Causal Inference With Interference

AB Testing
Data Science
Statistics
Academic
Published

December 1, 2025

Lately I’ve been exploring research in causal inference. The last 15 years have been a remarkable journey in the topic of causal inference with interference. With the advent of large scale social media platforms there has been enormous interest in understanding causal inference in an environment that permits interactions spanning the entire population under consideration.

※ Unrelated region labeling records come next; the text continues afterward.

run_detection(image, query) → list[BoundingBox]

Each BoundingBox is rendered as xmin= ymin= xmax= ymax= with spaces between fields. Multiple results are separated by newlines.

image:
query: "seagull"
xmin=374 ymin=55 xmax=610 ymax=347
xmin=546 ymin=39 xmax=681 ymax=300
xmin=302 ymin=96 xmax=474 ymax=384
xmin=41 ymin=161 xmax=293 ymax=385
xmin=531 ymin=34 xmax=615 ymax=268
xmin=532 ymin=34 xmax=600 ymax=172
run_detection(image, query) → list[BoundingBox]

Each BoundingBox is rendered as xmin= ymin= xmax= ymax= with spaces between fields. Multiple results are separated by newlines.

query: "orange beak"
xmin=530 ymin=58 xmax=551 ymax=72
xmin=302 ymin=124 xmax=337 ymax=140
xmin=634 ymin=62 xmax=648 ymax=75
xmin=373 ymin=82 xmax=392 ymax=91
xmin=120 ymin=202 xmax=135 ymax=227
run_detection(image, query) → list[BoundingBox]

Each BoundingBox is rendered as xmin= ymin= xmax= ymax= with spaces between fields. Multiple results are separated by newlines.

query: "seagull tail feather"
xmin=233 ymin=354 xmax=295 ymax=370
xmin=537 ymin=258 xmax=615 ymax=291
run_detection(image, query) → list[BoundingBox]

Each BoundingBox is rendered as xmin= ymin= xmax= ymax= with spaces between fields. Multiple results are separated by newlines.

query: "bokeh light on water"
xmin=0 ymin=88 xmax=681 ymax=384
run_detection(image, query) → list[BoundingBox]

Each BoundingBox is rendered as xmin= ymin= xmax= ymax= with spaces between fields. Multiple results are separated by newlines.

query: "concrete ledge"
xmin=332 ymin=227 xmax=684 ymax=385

The goal of causal inference is to understand the causal relationship between an independent and dependent variable. Fundamentally, we would like to understand the impact on the dependent variable \(Y_i\) for each individual with a change in the independent variable \(z = 0,1\). Mathematically, this is quantified by the Average Treatment Effect \[ \tau(1,0) = \frac1N\sum_{i=1}^N \left(Y_i(1) - Y_i(0) \right) \tag{1}\] where the difference \(Y_i(1) - Y_i(0)\) represents the change in the dependent variable due to the indepedent variable for the \(i^{th}\) unit. The fundamental problem of causal inference is that one can only observe a unit’s response under a single treatment. That is, we can measure \(Y_i(1)\) or \(Y_i(0)\), but not both. This issue is mitigated in experiments with random assignments of individuals to the control or treatment group. The framework of Stable Unit Treatment Value Assumption (SUTVA) requires no cross dependence across unit treatments and is the primary historical method for estimation of a single, consistent treatment effect on the dependent variable.

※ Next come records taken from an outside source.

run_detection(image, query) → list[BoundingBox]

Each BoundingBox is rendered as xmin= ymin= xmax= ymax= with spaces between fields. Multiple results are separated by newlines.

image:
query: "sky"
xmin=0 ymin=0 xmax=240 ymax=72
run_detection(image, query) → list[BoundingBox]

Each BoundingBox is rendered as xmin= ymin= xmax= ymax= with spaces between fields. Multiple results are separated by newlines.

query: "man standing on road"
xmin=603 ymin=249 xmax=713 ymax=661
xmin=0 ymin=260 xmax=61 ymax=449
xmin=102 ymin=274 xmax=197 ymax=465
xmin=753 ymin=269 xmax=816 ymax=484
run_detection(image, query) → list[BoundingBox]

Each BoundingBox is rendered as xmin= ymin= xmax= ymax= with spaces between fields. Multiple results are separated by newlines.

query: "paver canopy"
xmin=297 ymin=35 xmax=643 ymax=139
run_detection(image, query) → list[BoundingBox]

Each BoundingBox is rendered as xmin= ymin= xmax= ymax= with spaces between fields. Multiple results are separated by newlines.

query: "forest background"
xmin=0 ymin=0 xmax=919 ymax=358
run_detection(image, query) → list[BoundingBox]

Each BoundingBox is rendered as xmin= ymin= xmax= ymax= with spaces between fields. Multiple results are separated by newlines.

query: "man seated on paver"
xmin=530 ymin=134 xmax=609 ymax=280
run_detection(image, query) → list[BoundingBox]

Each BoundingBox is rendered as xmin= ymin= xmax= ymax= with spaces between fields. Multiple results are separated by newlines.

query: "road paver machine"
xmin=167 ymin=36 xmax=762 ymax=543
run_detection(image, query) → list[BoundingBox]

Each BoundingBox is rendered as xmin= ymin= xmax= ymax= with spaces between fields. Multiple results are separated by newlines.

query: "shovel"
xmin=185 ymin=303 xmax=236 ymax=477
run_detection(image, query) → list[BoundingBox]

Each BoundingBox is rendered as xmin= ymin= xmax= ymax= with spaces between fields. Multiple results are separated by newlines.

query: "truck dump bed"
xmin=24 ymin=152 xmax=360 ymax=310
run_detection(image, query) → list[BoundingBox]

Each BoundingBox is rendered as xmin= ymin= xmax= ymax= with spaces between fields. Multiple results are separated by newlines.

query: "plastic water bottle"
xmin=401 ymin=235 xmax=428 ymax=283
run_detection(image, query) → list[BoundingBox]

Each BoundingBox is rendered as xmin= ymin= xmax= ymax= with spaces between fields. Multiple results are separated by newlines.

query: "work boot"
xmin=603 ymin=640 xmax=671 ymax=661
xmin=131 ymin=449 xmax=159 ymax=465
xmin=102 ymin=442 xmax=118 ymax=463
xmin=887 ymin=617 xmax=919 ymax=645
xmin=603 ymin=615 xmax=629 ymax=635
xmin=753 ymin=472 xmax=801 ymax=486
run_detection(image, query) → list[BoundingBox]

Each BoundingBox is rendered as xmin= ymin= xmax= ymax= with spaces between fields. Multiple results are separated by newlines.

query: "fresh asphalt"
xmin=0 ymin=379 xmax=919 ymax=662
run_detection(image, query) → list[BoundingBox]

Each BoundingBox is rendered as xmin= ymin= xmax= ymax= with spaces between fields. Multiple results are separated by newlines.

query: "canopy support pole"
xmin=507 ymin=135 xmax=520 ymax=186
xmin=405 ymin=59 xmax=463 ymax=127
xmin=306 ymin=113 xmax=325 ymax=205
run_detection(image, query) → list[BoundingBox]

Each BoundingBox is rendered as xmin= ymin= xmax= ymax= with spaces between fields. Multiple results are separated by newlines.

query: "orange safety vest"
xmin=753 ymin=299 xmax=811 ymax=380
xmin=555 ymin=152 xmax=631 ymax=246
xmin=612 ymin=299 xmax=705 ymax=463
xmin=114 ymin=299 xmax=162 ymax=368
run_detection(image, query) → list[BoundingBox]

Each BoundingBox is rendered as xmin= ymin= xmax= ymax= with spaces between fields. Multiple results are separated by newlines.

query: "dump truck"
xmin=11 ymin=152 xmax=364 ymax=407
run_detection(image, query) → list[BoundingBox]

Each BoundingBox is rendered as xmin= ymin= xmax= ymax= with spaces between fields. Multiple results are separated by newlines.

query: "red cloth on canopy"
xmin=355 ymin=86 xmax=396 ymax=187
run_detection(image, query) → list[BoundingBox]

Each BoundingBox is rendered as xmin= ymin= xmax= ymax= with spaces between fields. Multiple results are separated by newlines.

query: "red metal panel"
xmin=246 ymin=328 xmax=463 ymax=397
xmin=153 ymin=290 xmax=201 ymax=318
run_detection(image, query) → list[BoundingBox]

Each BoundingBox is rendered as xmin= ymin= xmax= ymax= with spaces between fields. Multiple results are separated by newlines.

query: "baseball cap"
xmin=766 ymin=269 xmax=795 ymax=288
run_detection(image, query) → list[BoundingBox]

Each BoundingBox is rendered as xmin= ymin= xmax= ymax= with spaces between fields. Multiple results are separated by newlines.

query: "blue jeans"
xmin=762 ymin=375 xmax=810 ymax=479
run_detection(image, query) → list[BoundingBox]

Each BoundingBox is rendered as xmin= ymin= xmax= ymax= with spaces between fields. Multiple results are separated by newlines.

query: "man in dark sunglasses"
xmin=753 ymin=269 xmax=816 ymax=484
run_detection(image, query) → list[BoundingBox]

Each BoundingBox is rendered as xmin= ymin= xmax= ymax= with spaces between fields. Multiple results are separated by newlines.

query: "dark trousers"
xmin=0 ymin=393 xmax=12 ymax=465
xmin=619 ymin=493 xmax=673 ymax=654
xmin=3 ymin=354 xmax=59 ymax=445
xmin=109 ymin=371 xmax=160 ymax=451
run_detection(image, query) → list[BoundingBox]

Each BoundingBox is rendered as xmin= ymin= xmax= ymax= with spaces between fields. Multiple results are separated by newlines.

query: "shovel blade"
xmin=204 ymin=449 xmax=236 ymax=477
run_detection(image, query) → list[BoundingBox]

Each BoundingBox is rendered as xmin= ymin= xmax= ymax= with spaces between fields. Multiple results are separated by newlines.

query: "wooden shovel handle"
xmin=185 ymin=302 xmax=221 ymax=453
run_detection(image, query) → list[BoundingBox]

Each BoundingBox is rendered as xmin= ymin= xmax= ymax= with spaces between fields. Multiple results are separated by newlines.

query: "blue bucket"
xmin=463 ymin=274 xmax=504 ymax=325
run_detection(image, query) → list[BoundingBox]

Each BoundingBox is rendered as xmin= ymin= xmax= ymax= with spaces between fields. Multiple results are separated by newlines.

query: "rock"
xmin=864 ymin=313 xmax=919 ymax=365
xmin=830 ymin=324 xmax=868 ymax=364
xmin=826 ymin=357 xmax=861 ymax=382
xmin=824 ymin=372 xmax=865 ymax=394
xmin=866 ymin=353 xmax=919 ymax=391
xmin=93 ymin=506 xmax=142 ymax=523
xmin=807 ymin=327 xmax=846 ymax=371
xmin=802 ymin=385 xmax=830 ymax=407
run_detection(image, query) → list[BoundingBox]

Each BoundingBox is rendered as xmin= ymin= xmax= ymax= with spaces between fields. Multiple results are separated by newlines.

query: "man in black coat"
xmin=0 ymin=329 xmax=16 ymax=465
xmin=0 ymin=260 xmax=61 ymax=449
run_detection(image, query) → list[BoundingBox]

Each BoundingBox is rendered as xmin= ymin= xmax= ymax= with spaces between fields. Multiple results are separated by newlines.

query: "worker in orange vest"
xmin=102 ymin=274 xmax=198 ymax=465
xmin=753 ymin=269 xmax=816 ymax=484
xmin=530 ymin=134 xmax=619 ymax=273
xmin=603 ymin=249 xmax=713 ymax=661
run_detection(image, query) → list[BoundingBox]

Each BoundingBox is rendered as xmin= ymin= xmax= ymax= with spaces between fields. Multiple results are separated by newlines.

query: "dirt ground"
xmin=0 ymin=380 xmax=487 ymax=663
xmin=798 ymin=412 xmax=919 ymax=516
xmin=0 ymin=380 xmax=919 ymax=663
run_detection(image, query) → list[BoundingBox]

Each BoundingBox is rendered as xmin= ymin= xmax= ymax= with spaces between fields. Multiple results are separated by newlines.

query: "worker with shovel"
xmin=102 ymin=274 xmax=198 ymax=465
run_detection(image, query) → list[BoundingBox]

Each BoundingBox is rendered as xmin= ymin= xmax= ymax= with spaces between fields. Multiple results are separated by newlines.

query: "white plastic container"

The problem of interference within and accross assigment groups of course must immediately be considered unless individuals are completely isolated from one another. Classical approaches to control the interference typically rely on asserting groups of interacting individuals, but no interference between groups. In that case the assignment consideration is taken at a group level (Hudgens and Halloran 2008).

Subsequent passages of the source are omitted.